打突がしっかりしてる。ちゃんと重みがある――。
一本、一本の打突は強く、全くと言っていいほどその打ち方には癖がない。もちろん、無駄もない。足さばきだって完璧だ。技を打つスピードは速く、また打突は強く、その後の残心と呼ばれる、打った後の姿勢もまた美しかった。
すごいな……。浬は背はそんなに高くないし、体だってそんなにがっしりしてるわけじゃなさそうなのに。全然小さく見えない。というか、なんなんだ……。この威圧感は……。
浬の背は、おそらく百六十後半くらいだろう。少なくとも百七十はないはずだ。たしか身長は、大地が百七十ちょうどだと思ったが、浬は大地よりも背が低い。また、その体つきは決してひ弱ではなく、筋肉質ではあるものの、剣道部の男子の中では極めて細い方だった。それなのに、航は浬と対峙した途端に、その体中から溢れ出るような気迫を感じた。それは大会でもなかなか感じることのない、真に実力のある剣士のみから感じるものだった。
こいつは本物だ……。浬は部活に入っていなくても、ちゃんと稽古を積んできたんだ……。
まさに一目瞭然。楓が言った通りだった。ほんの数分見ただけで、航にはそれがわかってしまったのだ。
船戸高剣道部員としての、浬の基礎打ちの一本目。その相手をできたことを、航はこの時、とても嬉しく思った。
「おいっ……」
「ひぃ……っ!」
稽古が終わって面を外した時、航は隣で同じく面を外す浬の腕を思わず掴んだ。しつこいようだが、筋肉は付いていても、彼は細身ではあるし、小柄だ。この体のどこにあれだけ重みのある打突を生む力があるのか。航はそれが不思議で仕方なかった。
あの打突を……、こんな腕で……?
だが、これは航の悪い癖なのかもしれない。またなにも声をかけずに突然そんな行動を取ったものだから、浬は体中をビクッと震わせ、気の抜けた声を出した。
「あっ、悪い……。
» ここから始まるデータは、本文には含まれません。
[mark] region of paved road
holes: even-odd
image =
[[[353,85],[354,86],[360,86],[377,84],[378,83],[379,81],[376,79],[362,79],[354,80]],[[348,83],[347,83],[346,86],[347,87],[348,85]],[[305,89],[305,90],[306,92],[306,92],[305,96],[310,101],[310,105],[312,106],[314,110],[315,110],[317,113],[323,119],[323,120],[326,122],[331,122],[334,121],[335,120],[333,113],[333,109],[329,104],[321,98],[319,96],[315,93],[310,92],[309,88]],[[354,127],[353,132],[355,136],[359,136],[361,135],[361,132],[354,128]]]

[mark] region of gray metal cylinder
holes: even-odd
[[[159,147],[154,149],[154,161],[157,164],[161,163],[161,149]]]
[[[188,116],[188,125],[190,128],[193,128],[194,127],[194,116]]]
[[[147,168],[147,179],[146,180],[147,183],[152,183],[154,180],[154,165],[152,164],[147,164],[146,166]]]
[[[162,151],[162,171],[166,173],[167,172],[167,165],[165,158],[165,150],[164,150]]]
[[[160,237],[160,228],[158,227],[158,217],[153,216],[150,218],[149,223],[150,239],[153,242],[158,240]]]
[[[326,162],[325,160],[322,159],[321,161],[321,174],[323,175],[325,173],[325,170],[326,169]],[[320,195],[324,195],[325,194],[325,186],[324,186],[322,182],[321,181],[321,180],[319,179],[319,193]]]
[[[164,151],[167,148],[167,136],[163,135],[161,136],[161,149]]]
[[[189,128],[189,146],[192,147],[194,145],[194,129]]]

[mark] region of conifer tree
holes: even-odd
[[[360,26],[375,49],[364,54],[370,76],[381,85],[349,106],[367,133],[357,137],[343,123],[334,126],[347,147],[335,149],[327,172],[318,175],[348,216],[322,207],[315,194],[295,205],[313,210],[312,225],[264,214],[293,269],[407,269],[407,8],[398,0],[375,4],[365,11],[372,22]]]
つい……」
「びっくりしたぁ……。どうしたの、いきなり」
「いや。腕がさ……、実はすっげえマッチョで硬いのかと思って」
「マッチョ……?」
浬はきょとん、として首を傾げている。
「だってお前、打突強いし、スピードもあるしさ。細く見えるのにすげえなって思って」
「そ、そうかなぁ。ありがとう……」
浬はたちまち恥ずかしそうな顔を見せて笑う。それから、すぐに続けて言った。
「航もさ……、すごく綺麗な剣道だよね。航は背も高いし、飛んで頭の上にズシンッて乗っかって来るみたいなあの面、本当にすごい」
「面、かぁ。俺はただ、そこそこの背丈があるってだけだよ」
「ううん、そんなことないよ! あのとき、航は飛んでるみたいだもん。本当に……」
「いや、それ言ったらお前だってさ――」
そこまで言いかけて、ハッとする。思わず口を噤んだ。なんだ、これは。ふたりでこうして褒め合っているのが妙に小恥ずかしい。いや、それに悪い気はしないのだが、くすぐったいようでもあり、照れくさいようでもあり、恥ずかしいようでもある。航はひとまず照れ隠しをするのに、あさっての方向を向いて、頭を掻いた。
「すげえ……、瞬発力ある打ち方、してるよ……」
「あ、ありがとう……」
見れば、浬もまた、同じことを感じているのかもしれない。彼は真っ赤な顔で頬を掻きながら、口元を緩ませている。だが、ふと。その頭を見て、航は思わず噴き出した。手ぬぐいを取った頭はくしゃくしゃで、ただでさえ癖毛なのに、今はひどい寝ぐせのようになっている。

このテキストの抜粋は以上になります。